Warren Powers

No. 91, 98
- Position: Defensive end

Personal information
- Born: February 4, 1965 (age 61) Baltimore, Maryland, U.S.
- Listed height: 6 ft 6 in (1.98 m)
- Listed weight: 287 lb (130 kg)

Career information
- High school: Edmondson-Westside (Baltimore)
- College: Maryland
- NFL draft: 1989: 2nd round, 47th overall pick

Career history
- Denver Broncos (1989–1991); Los Angeles Rams (1992); Los Angeles Raiders (1994)*;
- * Offseason and/or practice squad member only

Awards and highlights
- First-team All-ACC (1988);

Career NFL statistics
- Sacks: 9
- Fumble recoveries: 2
- Touchdowns: 1
- Stats at Pro Football Reference

= Warren Powers (defensive end) =

American football player (born 1965)

Warren E. Powers (born February 4, 1965) is an American former professional football player who was a defensive end in the National Football League (NFL) for the Denver Broncos, Los Angeles Rams and Los Angeles Raiders.
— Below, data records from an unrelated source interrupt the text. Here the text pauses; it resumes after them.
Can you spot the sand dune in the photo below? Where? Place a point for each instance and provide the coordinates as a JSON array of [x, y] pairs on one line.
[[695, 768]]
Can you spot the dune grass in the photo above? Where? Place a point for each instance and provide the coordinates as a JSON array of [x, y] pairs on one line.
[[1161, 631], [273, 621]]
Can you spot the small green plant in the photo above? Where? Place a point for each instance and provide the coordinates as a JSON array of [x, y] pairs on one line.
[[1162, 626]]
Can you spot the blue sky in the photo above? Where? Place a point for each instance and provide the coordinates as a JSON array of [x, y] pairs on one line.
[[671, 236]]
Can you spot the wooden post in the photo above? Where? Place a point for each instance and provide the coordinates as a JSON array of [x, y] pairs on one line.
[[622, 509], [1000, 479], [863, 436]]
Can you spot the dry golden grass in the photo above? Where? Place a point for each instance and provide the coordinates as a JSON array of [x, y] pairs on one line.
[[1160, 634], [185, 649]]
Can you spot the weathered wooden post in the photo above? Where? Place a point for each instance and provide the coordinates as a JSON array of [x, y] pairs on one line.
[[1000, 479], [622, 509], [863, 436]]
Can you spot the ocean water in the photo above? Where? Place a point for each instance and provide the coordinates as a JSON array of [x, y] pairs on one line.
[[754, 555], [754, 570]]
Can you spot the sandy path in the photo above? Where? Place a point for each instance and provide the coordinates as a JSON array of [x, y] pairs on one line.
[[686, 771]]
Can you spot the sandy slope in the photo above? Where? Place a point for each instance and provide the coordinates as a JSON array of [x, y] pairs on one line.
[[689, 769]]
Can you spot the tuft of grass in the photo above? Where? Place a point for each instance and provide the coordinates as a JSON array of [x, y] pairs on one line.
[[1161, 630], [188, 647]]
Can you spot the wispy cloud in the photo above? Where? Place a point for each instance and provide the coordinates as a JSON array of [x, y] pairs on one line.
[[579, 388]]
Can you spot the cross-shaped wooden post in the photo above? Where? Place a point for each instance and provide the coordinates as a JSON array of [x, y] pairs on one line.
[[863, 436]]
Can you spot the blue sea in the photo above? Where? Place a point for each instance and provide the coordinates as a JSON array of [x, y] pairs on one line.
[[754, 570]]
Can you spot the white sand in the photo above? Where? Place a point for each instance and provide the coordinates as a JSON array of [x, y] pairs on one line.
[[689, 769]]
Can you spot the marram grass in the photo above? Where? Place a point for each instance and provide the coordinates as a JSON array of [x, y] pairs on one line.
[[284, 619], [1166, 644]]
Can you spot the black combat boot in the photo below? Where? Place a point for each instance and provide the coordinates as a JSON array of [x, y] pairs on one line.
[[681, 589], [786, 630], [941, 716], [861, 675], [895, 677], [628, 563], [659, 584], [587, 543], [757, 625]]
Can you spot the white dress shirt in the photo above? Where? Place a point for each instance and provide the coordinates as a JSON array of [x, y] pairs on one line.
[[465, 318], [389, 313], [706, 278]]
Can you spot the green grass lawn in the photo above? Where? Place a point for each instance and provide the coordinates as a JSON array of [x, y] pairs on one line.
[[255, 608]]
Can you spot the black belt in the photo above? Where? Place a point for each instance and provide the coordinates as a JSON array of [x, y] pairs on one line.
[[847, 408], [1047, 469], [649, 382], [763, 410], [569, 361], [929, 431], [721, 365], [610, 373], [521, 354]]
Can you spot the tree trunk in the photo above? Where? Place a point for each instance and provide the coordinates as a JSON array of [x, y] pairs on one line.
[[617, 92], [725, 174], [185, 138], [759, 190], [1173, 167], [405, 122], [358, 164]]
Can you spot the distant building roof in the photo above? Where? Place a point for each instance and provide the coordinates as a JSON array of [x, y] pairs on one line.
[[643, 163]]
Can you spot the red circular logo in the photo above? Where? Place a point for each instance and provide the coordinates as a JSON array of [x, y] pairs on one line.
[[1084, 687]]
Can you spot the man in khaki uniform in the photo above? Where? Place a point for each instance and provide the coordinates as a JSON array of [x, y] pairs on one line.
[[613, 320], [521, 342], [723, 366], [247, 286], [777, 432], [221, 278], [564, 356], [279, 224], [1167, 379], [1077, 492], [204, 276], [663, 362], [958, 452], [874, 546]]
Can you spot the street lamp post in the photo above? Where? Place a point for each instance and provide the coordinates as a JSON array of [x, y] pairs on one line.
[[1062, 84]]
He was selected by the Broncos in the second round of the 1989 NFL draft with the 47th overall pick. Powers played college football for the Maryland Terrapins.

He currently heads the "One Nation" team as a National Sales Director at Primerica Financial Services.

==College career==
Powers made All ACC in his senior year at Maryland.